If you've been researching post-Brexit EU shipping, you've probably encountered the terms DDP and DAP. They appear in courier documentation, customs guidance, and shipping platform settings — often without much explanation.

Here's what they actually mean for a UK small business, without the jargon.

The core question: who pays the customs charges?

When a parcel from the UK arrives at EU customs, someone has to pay the import duty and VAT before it can be released. The question is whether that someone is you (the seller) or your customer (the buyer).

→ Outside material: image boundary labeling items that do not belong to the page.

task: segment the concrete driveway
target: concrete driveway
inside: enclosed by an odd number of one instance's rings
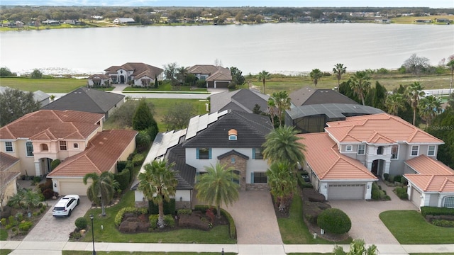
[[[80,203],[72,211],[71,216],[55,217],[52,215],[52,210],[57,202],[58,199],[48,201],[50,209],[23,239],[24,241],[67,241],[70,239],[70,233],[76,228],[74,225],[76,219],[83,217],[92,207],[92,203],[87,196],[81,196]]]
[[[384,183],[379,185],[391,197],[390,201],[333,200],[328,203],[333,208],[344,211],[352,221],[349,234],[353,239],[361,238],[370,244],[399,244],[399,242],[379,217],[382,212],[391,210],[416,210],[410,201],[400,200],[392,192],[393,187]]]

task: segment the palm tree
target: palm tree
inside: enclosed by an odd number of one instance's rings
[[[416,109],[419,104],[419,99],[424,96],[423,87],[418,81],[415,81],[406,87],[406,98],[413,109],[413,125],[416,123]]]
[[[285,212],[288,201],[297,190],[297,178],[292,174],[289,162],[274,162],[267,171],[268,185],[271,194],[278,205],[279,210]]]
[[[309,76],[311,79],[312,79],[312,82],[314,82],[314,85],[315,85],[315,89],[317,89],[317,84],[319,83],[319,79],[321,78],[323,74],[320,71],[320,69],[314,69],[309,73]]]
[[[114,174],[105,171],[100,175],[96,173],[87,174],[84,176],[84,184],[87,185],[88,179],[92,179],[92,185],[87,189],[87,196],[92,203],[99,205],[102,210],[102,215],[106,215],[105,205],[114,198],[114,195],[119,183],[114,177]]]
[[[395,93],[387,96],[384,104],[388,109],[388,113],[397,115],[399,110],[404,108],[404,96]]]
[[[271,74],[265,70],[258,73],[258,81],[262,81],[263,83],[263,94],[265,94],[265,81],[270,79],[270,78],[271,78]]]
[[[418,108],[421,117],[430,126],[435,116],[441,113],[441,101],[435,96],[427,96],[419,101]]]
[[[268,162],[287,162],[291,168],[295,169],[298,163],[304,160],[305,149],[304,144],[298,142],[302,138],[297,137],[297,133],[291,126],[279,127],[271,131],[262,145],[263,157]]]
[[[206,174],[201,174],[196,184],[197,199],[216,206],[217,217],[221,217],[221,204],[233,205],[239,198],[240,186],[234,182],[240,176],[233,167],[226,168],[219,162],[205,166]]]
[[[333,68],[333,72],[336,74],[336,77],[338,79],[338,91],[339,86],[340,85],[340,79],[342,79],[342,74],[347,72],[347,67],[344,67],[343,64],[336,64],[334,68]]]
[[[279,118],[279,126],[280,127],[282,125],[282,115],[285,112],[285,110],[290,109],[290,102],[292,100],[286,91],[279,91],[273,93],[270,99],[274,102],[273,104],[277,110],[276,113]],[[270,99],[268,99],[268,101],[270,101]]]
[[[353,92],[361,99],[364,106],[365,93],[370,89],[370,76],[365,71],[358,71],[350,77],[350,86]]]
[[[157,205],[157,227],[163,228],[164,201],[169,202],[175,196],[178,181],[172,168],[175,164],[168,164],[166,159],[154,160],[143,166],[145,171],[138,175],[138,190],[143,193],[148,200]]]

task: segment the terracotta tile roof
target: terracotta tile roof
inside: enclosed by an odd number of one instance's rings
[[[306,161],[320,180],[370,180],[375,177],[359,161],[339,153],[326,132],[297,135],[306,145]]]
[[[83,177],[89,173],[109,171],[121,154],[135,139],[137,131],[104,130],[89,142],[87,149],[67,158],[50,174],[49,177]]]
[[[19,159],[7,153],[0,152],[0,171],[6,171],[19,162]]]
[[[99,128],[104,114],[75,110],[40,110],[0,128],[0,139],[85,139]]]
[[[343,121],[329,122],[325,130],[340,142],[355,140],[390,144],[443,144],[443,142],[399,117],[387,113],[348,117]]]

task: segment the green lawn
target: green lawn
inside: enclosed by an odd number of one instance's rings
[[[454,228],[433,225],[416,211],[386,211],[380,217],[402,244],[454,243]]]
[[[27,91],[40,90],[45,93],[69,93],[81,86],[87,86],[87,79],[55,78],[1,78],[2,86],[9,86]]]
[[[288,218],[278,218],[277,224],[281,232],[282,242],[285,244],[332,244],[334,242],[317,237],[314,239],[303,220],[303,201],[299,195],[293,197],[290,208],[290,216]],[[348,244],[351,238],[337,244]]]
[[[229,237],[228,226],[217,226],[210,231],[195,230],[178,230],[162,232],[123,234],[120,232],[114,223],[117,212],[124,207],[134,206],[134,192],[125,193],[117,205],[106,208],[107,215],[101,216],[101,209],[90,209],[85,214],[89,222],[89,215],[94,216],[94,230],[95,242],[146,242],[146,243],[204,243],[204,244],[236,244],[236,240]],[[101,225],[104,230],[101,230]],[[89,232],[90,230],[89,230]],[[85,234],[82,242],[92,242],[92,235]]]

That's essentially what DDP and DAP determine.

DAP — Delivered at Place

DAP stands for Delivered at Place. Under DAP terms, you as the seller arrange and pay for shipping to your customer's address. But you don't cover the import charges. When the parcel arrives at EU customs, your customer is responsible for paying any duty and VAT before taking delivery.

DAP is the default for most UK small business shipments. If you haven't specifically arranged anything else, you're almost certainly shipping DAP.

The problem with DAP is that your customer often doesn't know they'll face charges until the courier knocks on their door. That's the scenario that causes refused deliveries, negative reviews, and unhappy customers.

You may also see DAP referred to as DDU — Delivered Duty Unpaid. It's the same thing. DDU is the older term that DAP replaced, but many people still use it.

DDP — Delivered Duty Paid

DDP stands for Delivered Duty Paid. Under DDP terms, you as the seller cover all costs — shipping, import duty, and destination VAT — before the parcel is delivered. Your customer pays a single price at checkout and receives their parcel with no additional charges.

From your customer's perspective, DDP is seamless. The parcel arrives, they sign for it, done. No surprise bills, no customs paperwork, no decisions to make at the door.

From your perspective, DDP means you're taking on the cost and complexity of calculating and paying import charges in advance. You need to either use a carrier that offers DDP services, or register for the EU's IOSS scheme for orders under €150.

Which one should you use?

For most UK small businesses shipping occasional parcels to EU customers, DAP with clear communication is the practical choice. You ship normally, but you tell your customers upfront what they'll face on delivery — using a tool like ClearShip to calculate the exact amount.

For businesses with significant EU sales volume — say, more than 20–30 EU shipments per month — DDP starts to make commercial sense. The investment in setting it up pays off through lower return rates, better reviews, and stronger customer relationships.

The €150 threshold changes things

For orders under €150, the EU's IOSS scheme allows sellers to collect VAT at checkout and remit it directly to EU tax authorities. This is effectively DDP for low-value orders, and platforms like Etsy handle it automatically.

For orders above €150, you're into full DDP/DAP territory and the choice becomes more significant.

The honest bottom line

Most UK small businesses ship DAP because it's the default and requires no setup. The key is to stop pretending DAP doesn't have consequences for your customers. Calculate the landed cost, communicate it clearly, and you'll have far fewer problems than competitors who are still leaving EU customers with unexpected bills at the door.